Developing an in silico pipeline for faster drug candidate discovery: Virtual high throughput screening with the Signature molecular descriptor using support vector machine models

•Created SVM models using PCA as a filter and GA as a wrapper with the Signature molecular descriptor.•Used Cathepsin-L as proof-of-concept for virtual high-throughput screening.•Screened PubChem Compound Database and experimentally evaluated predicted inhibitors.•First-pass through algorithm yielded a 19% hit rate.•Second-pass through algorithm yielded a 75% hit rate.

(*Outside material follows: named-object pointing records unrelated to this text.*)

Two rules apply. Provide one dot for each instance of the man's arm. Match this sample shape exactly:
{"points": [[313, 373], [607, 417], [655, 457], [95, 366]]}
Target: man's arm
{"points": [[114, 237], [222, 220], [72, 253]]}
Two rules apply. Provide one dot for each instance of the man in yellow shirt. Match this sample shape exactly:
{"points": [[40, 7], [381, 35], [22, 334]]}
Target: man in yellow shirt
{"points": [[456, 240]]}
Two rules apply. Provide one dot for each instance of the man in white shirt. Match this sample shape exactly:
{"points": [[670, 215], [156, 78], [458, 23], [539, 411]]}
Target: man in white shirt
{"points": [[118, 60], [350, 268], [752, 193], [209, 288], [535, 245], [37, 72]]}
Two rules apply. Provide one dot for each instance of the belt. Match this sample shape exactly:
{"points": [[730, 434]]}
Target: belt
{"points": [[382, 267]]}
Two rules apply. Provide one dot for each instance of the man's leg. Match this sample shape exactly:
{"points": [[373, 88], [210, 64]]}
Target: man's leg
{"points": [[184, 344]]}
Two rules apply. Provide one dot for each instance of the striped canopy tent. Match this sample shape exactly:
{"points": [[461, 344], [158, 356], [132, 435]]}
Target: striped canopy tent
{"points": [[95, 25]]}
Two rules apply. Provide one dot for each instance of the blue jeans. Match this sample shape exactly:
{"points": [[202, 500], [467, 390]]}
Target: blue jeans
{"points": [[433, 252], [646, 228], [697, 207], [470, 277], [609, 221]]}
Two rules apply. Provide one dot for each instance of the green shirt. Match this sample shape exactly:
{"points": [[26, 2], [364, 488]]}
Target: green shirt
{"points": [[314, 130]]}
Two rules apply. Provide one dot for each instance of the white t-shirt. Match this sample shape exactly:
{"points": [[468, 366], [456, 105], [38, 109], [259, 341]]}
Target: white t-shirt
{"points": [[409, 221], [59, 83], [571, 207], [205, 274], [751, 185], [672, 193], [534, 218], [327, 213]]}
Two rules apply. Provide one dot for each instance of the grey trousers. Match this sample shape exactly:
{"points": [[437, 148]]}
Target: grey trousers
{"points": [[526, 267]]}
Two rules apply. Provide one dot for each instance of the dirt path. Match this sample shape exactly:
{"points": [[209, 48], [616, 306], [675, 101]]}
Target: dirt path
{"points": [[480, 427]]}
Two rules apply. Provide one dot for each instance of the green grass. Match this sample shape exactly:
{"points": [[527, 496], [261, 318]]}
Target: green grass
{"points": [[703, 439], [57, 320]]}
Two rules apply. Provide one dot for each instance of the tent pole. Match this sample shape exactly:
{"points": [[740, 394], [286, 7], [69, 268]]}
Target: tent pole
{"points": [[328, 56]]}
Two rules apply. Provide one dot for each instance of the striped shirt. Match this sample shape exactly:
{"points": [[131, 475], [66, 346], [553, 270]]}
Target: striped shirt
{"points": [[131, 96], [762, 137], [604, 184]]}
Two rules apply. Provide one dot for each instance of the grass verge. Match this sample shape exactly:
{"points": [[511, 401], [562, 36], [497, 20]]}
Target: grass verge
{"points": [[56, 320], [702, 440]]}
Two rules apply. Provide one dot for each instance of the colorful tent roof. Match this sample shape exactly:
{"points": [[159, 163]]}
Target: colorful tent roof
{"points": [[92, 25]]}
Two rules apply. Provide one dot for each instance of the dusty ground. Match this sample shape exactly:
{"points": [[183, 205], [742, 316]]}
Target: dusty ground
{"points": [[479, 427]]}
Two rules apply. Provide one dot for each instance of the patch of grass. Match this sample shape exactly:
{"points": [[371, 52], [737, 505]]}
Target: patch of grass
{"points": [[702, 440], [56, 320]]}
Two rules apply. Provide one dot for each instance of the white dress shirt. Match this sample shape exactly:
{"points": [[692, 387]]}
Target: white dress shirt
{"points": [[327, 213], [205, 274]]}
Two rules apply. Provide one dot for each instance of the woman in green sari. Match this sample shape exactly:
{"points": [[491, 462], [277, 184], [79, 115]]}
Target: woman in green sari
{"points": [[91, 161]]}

Drug candidates make up a small portion of all possible compounds. To identify the candidates, traditional drug discovery methods like high-throughput screening test compound libraries against the target of interest. However, traditional high-throughput screening typically have a low efficiency, identifying <1% of the tested compounds as candidates and are costly because the majority of resources are spent testing compounds inactive towards a target of interest. To increase high-throughput screening efficiency, virtual high-throughput screening emerged as a way to focus compound libraries by removing unpromising drug candidates before bench-top testing is ever started. Virtual screens are usually based on energetics of a ligand-target complex, classification based on known ligands, or a combination of the two.We propose a new ligand-based pipeline to reduce cost and increase efficiency: given a set of experimental data, the pipeline develops QSARs in the form of predictive SVM models and applies the models to virtually screen compound databases. The models obtained are based on a fragmental descriptor called Signature which has been previously shown as useful in virtual high-throughput screens.For proof-of-concept, we used our pipeline to identify inhibitors for Cathepsin L, a receptor implicated in viral disease pathways. Our first pass virtual screen identified 16 compounds, 3 of which were experimentally confirmed as active, for a hit rate of 19%. Using the experimental data from the first-pass, we retrained the models to refine their predictive ability. Our second pass virtual screen identified 12 compounds, 9 of which experimentally confirmed as active, for a hit rate of 75%.